Curioso, visto che nelle stesse ore un comunicato del Partito Democratico, per enfatizzare il ruolo delle donne nella società, ha coniato addirittura un orrendo neologismo, ringraziando «le militante e i militanti per aiutare le persone più fragili», come se «militante» fosse il plurale femminile di «militanta», roba da togliere il sonno all’Accademia della Crusca. Ma evidentemente c’è una scala di diritti che varia a seconda del momento e dell’opportunità politica. In molti, attraverso le foto di Arcuri e Travaglio a fare acquisti senza mascherina, hanno invitato la Gruber ad essere ugualmente implacabile con loro, ricordando però che il commissario straordinario è stato sempre trattato con i guanti bianchi e che il direttore del Fatto quotidiano è l’invitato speciale della trasmissione.

 

Ma, al di là della quotidiana guerriglia sui social, la chiave di lettura più azzeccata l’ha probabilmente fornita la politologa Sofia Ventura, che dopo aver visto la puntata di «Ottoemezzo» ha twittato: «Ora che Italia Viva disturba, o finge di disturbare, che sempre disturbo è, il governo Conte, la missione pare sia distruggerli. La Boschi è stata invitata a tale scopo». E, se questo è vero, allora il discorso si fa più serio, perché apre uno scenario preoccupante sull’uso dell’informazione televisiva, pubblica e in qualche caso anche privata, ai tempi del Covid e del governo rossogiallo.

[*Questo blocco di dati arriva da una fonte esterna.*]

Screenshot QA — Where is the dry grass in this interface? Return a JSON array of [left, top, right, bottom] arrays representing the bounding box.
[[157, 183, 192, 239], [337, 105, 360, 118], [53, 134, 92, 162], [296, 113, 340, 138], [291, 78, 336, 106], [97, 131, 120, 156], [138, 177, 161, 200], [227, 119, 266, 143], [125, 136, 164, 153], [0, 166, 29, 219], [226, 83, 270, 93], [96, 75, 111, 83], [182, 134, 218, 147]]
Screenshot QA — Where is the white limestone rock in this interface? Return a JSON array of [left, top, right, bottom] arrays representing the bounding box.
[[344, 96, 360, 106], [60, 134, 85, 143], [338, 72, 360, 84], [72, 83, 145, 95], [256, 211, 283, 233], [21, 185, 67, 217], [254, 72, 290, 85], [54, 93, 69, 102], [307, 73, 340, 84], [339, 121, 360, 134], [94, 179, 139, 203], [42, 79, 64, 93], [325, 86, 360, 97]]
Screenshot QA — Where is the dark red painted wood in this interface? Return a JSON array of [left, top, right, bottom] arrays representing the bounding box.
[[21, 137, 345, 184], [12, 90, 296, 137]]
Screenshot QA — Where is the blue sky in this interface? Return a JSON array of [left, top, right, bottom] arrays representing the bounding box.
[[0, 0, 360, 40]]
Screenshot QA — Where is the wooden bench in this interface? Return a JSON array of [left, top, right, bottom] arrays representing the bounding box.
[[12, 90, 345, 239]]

Un’informazione totalmente prona al potere, che piega i suoi palinsesti alle dirette Facebook del premier nelle ore di massimo ascolto, che marginalizza le notizie scomode, che da Quarto potere è diventata insomma la Quarta colonna del governo in servizio permanente effettivo. E’ l’anticamera dello Stato autoritario, che non è incompatibile con la democrazia formale, ma attraverso una lettura univoca degli eventi tende a eliminare le diversità rispetto al pensiero unico. Questa deriva è in atto da tempo, con gli italiani che secondo il Censis sono ormai rassegnati a essere non più cittadini ma sudditi in nome della salute, e col tentativo di Conte di costruirsi una struttura parallela al governo per gestire i fondi del Recovery Fund. Ora che Renzi – dopo una serie infinita di penultimatum finiti nel nulla - pare essersi messo davvero di traverso, scattano le rappresaglie e gli avvertimenti preventivi, con la minaccia del voto anticipato rilanciata ossessivamente dai quirinalisti. Il caso Boschi non va enfatizzato, ma il diavolo si nasconde spesso nei dettagli: guai a disturbare il manovratore, e chi lo fa va subito messo in riga.